Some Canadian business leaders have expressed worry over Trump’s promise to introduce a universal 10 per cent tariff on all American imports.

A Canadian Chamber of Commerce report released last month suggested those tariffs would shrink the Canadian economy, resulting in around $30 billion per year in economic costs.

More than 77 per cent of Canadian exports go to the U.S.

Canada’s manufacturing sector faces the biggest risk should Trump push forward on imposing broad tariffs, said Canadian Manufacturers and Exporters president and CEO Dennis Darby. He said the sector is the “most trade-exposed” within Canada.

“It’s in the U.S.’s best interest, it’s in our best interest, but most importantly for consumers across North America, that we’re able to trade goods, materials, ingredients, as we have under the trade agreements,” Darby said in an interview.

“It’s a more complex or complicated outcome than it would have been with the Democrats, but we’ve had to deal with this before and we’re going to do our best to deal with it again.”

American economists have also warned Trump’s plan could cause inflation and possibly a recession, which could have ripple effects in Canada.

It’s consumers who will ultimately feel the burden of any inflationary effect caused by broad tariffs, said Darby.

“A tariff tends to raise costs, and it ultimately raises prices, so that’s something that we have to be prepared for,” he said.

“It could tilt production mandates. A tariff makes goods more expensive, but on the same token, it also will make inputs for the U.S. more expensive.”

A report last month by TD economist Marc Ercolao said research shows a full-scale implementation of Trump’s tariff plan could lead to a near-five per cent reduction in Canadian export volumes to the U.S. by early-2027, relative to current baseline forecasts.

Retaliation by Canada would also increase costs for domestic producers, and push import volumes lower in the process.

“Slowing import activity mitigates some of the negative net trade impact on total GDP enough to avoid a technical recession, but still produces a period of extended stagnation through 2025 and 2026,” Ercolao said.

Since the Canada-United States-Mexico Agreement came into effect in 2020, trade between Canada and the U.S. has surged by 46 per cent, according to the Toronto Region Board of Trade.

With that deal is up for review in 2026, Canadian Chamber of Commerce president and CEO Candace Laing said the Canadian government “must collaborate effectively with the Trump administration to preserve and strengthen our bilateral economic partnership.”

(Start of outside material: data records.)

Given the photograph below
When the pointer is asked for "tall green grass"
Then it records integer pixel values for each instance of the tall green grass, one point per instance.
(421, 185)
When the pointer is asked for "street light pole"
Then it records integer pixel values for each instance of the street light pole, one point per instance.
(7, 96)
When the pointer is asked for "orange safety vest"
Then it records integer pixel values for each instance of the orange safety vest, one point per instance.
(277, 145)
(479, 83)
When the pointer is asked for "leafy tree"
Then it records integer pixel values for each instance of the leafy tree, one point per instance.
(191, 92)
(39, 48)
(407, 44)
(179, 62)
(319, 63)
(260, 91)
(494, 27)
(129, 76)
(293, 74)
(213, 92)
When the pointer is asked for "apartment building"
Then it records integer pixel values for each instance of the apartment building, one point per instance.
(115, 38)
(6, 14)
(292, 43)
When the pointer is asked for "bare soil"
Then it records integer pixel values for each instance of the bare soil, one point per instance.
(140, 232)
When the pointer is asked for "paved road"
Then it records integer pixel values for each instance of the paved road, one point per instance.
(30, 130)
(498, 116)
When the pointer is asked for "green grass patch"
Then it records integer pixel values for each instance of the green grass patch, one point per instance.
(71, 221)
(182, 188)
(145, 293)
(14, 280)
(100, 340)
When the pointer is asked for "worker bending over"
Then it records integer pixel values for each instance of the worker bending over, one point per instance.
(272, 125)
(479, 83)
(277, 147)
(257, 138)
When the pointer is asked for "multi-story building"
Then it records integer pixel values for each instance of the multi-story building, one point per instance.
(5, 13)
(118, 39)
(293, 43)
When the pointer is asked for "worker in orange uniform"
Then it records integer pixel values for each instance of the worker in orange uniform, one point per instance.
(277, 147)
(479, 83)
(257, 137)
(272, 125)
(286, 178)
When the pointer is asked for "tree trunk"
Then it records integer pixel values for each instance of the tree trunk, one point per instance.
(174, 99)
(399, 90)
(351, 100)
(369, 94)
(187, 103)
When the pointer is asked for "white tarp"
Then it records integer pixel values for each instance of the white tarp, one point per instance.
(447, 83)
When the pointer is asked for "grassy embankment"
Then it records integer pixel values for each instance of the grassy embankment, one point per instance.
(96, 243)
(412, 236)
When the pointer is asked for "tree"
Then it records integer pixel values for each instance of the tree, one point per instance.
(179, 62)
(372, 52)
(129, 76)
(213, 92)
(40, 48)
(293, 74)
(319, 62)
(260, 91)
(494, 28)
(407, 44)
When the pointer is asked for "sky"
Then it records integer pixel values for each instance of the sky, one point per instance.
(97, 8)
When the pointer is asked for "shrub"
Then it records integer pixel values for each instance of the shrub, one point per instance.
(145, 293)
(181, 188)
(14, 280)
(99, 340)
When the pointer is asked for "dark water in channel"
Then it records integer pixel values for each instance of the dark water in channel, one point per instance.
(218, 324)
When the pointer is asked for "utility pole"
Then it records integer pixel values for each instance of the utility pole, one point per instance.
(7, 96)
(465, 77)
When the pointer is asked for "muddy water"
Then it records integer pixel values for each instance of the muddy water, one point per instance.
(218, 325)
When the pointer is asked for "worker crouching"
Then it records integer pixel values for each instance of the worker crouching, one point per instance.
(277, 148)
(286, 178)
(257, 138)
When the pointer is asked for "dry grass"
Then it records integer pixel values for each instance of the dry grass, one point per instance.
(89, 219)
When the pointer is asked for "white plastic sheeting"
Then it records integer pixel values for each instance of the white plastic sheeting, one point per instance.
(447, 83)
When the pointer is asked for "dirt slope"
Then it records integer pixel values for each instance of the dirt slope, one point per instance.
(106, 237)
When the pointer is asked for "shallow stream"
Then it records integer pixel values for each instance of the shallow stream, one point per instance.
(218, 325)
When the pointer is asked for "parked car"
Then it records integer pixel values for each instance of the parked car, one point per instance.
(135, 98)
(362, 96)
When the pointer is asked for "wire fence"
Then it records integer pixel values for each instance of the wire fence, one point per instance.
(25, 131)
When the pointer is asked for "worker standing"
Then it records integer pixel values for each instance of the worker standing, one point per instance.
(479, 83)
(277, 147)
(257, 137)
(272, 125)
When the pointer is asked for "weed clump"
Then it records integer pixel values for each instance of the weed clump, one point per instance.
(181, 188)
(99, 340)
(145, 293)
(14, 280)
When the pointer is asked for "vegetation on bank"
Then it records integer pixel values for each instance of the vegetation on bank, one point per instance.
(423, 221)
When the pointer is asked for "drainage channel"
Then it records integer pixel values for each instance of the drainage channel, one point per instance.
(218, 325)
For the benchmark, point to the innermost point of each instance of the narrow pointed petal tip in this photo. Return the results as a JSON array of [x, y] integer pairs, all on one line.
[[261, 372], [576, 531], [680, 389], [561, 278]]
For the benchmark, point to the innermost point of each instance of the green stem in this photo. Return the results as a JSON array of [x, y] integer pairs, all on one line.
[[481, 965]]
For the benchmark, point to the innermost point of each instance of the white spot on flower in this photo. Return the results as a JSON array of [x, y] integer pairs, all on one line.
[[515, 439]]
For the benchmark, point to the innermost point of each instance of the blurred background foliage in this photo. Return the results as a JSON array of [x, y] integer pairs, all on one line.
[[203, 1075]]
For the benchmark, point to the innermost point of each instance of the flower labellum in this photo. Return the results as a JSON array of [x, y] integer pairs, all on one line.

“With an impressive $3.6 billion in daily trade, Canada and the United States are each other’s closest international partners. The secure and efficient flow of goods and people across our border … remains essential for the economies of both countries,” she said in a statement.

“By resisting tariffs and trade barriers that will only raise prices and hurt consumers in both countries, Canada and the United States can strengthen resilient cross-border supply chains that enhance our shared economic security.”